The grants will be awarded by mid-April, and larger grants of $35,000 to $50,000 will be awarded after May 15 to help monitor long-term efforts. Funding for the grants comes from money raised during CHD’s 25th anniversary year.

German conservatives urge limits on Jewish immigration

(RNS) German conservatives _ including members of Chancellor Helmut Kohl’s Christian Democratic Union (CDU) _ have called for a limit on the number of Jewish immigrants from the former Soviet Union.

The move elicited immediate outcries from German Jewish leaders and Kohl’s political opponents.”This is encouraging right-wing extremists to spread anti-Semitic slander,”said Volker Beck, a spokesman for the liberal Greens party.

The controversial proposal has been floated by Wolfgang Zeitlmann, a member of the Christian Social Union (CSU) party in Kohl’s ruling coalition, and in a working paper drafted by a group of legislators from the CSU and the CDU, the Reuter news agency reported.


Zeitlmann, the CSU’s domestic policy spokesman, said it was time to rethink Germany’s policy of unrestricted Jewish immigration from the former Soviet Union because of Germany’s record postwar unemployment. Some 4.7 million Germans are without work.

Zeitlmann said the Kohl government needed to meet with German Jewish leaders to set a limit on the number of Jewish immigrants. However, German Jewish leader Ignatz Bubis said he would never do that because it reminded him of World War II-era Polish Jewish leaders negotiating with the Nazis over Jewish lives.

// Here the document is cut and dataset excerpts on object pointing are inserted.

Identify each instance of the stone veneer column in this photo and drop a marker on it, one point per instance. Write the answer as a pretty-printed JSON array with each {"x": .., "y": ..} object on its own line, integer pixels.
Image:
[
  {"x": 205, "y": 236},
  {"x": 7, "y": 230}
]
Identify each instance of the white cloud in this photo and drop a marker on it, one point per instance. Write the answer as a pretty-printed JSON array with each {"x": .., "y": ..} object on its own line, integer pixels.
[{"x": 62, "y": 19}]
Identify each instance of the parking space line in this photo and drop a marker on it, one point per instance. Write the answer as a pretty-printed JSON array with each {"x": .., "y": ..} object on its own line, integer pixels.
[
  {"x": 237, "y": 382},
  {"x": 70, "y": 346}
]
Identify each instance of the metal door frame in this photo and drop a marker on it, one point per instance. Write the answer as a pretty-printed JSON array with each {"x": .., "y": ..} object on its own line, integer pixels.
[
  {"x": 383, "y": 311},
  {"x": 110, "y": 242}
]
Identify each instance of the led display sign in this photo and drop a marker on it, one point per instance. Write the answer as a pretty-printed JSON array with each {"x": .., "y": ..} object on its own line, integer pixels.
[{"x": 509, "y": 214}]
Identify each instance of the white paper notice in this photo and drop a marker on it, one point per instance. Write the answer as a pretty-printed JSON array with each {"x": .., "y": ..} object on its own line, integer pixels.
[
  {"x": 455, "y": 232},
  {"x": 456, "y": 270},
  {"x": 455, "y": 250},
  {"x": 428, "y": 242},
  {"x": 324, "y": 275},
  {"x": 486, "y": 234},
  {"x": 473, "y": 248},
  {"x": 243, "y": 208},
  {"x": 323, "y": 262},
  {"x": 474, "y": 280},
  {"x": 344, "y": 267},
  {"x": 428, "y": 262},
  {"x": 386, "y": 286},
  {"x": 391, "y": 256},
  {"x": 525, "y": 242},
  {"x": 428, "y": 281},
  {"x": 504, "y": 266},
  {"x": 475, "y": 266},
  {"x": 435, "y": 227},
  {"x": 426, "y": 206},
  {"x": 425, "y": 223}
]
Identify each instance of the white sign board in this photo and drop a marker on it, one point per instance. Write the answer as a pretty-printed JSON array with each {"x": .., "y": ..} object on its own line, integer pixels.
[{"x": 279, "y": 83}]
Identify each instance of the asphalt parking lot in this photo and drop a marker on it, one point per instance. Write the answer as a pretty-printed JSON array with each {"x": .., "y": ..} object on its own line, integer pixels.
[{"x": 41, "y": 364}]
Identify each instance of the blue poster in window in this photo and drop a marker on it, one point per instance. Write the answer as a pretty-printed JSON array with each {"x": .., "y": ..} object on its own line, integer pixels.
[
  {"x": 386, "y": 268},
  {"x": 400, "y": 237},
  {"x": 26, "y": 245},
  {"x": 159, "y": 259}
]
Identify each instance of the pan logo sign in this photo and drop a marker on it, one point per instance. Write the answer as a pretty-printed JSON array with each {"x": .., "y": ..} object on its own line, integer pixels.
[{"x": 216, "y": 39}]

About 60,000 Jews from the Soviet Union have settled in Germany as part of a plan by the Kohl government to breath new life into a Jewish community that was virtually wiped out during the Holocaust.

Quote of the day: Dutch mission expert Henrik Kraemer

(RNS) Presiding Bishop H. George Anderson of the Evangelical Lutheran Church in America, in his new book”A Good Time to be the Church”(Augsburg), argues against the conventional wisdom that mainline Protestant denominations are in a crisis of decline. He quotes Dutch mission expert Henrik Kraemer:”Strictly speaking, one ought to say the church is always in a state of crisis, and that its greatest shortcoming is that it is only occasionally aware of it.”